Saturday, April 4, 2009

Easter eggs, Easter bunnies and Easter crosses.

We had the Easter egg hunt and festival today at church. You know the drill: plastic eggs stuffed with melting chocolate eggs inside, go-fish games in little vinyl pools of water, ring-toss, face-painting, the space-alien bounce house, and wafting over all of it the smell of freshly popped popcorn and new-spun cotton candy.

As I was watching the kids bouncing and squealing, I realized what picture was presented to those driving by on the main road in front of the church: There was the bounce-house, but in front of it were the three large wooden crosses that we put out for Holy Week. For a moment I had a theological crisis. What does it mean to juxtapose eggs, bunnies, bouncing and crosses?

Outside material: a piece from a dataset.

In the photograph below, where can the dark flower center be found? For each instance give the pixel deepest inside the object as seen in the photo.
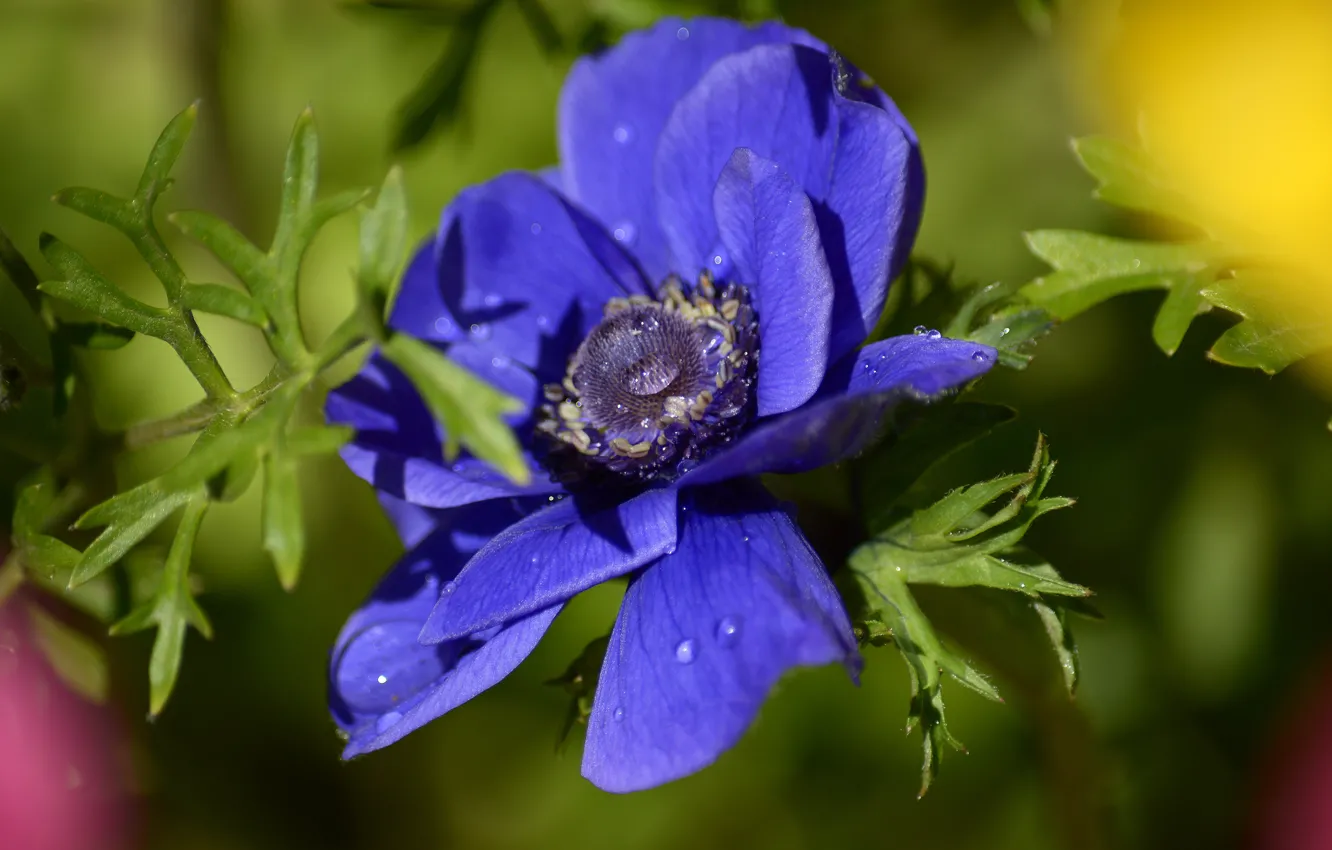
(654, 387)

What does it mean to have laughing children in the shadow of the cross?

I will admit that I was a bit uncomfortable. And maybe the conclusion I came to is simply justifying my own discomfort; but I think that the joy of the day in the shadow of the crosses reflects hope. Don't get me wrong: I want those children and their parents to understand what it means to put empty crosses (symbols of Roman execution) in the front yard of the church. I want them to understand how it was that Jesus turned the sign of despair and death into a sign of life and hope. But that understanding will only come if those who attend Easter Egg hunts and play in bounce houses feel for themselves the joy of the family of faith. It will only come if those young (and sometimes not-so-young) parents recognize that they are important to us. They won't know right away that it is obedience to the Lord who died on the cross that drives us to reach out and share joy with them, but they will feel the joy and the love.

Tomorrow is Palm Sunday and we start into Holy Week. The Easter eggs will be put aside and we will turn to the deeper things of God. But even as we contemplate the betrayal, arrest, and execution of Jesus, I pray we remember that it is precisely joy and love that are the deeper things of God.

1 comment:

  1. You have a real blog now! Yay! You've been added to my reader.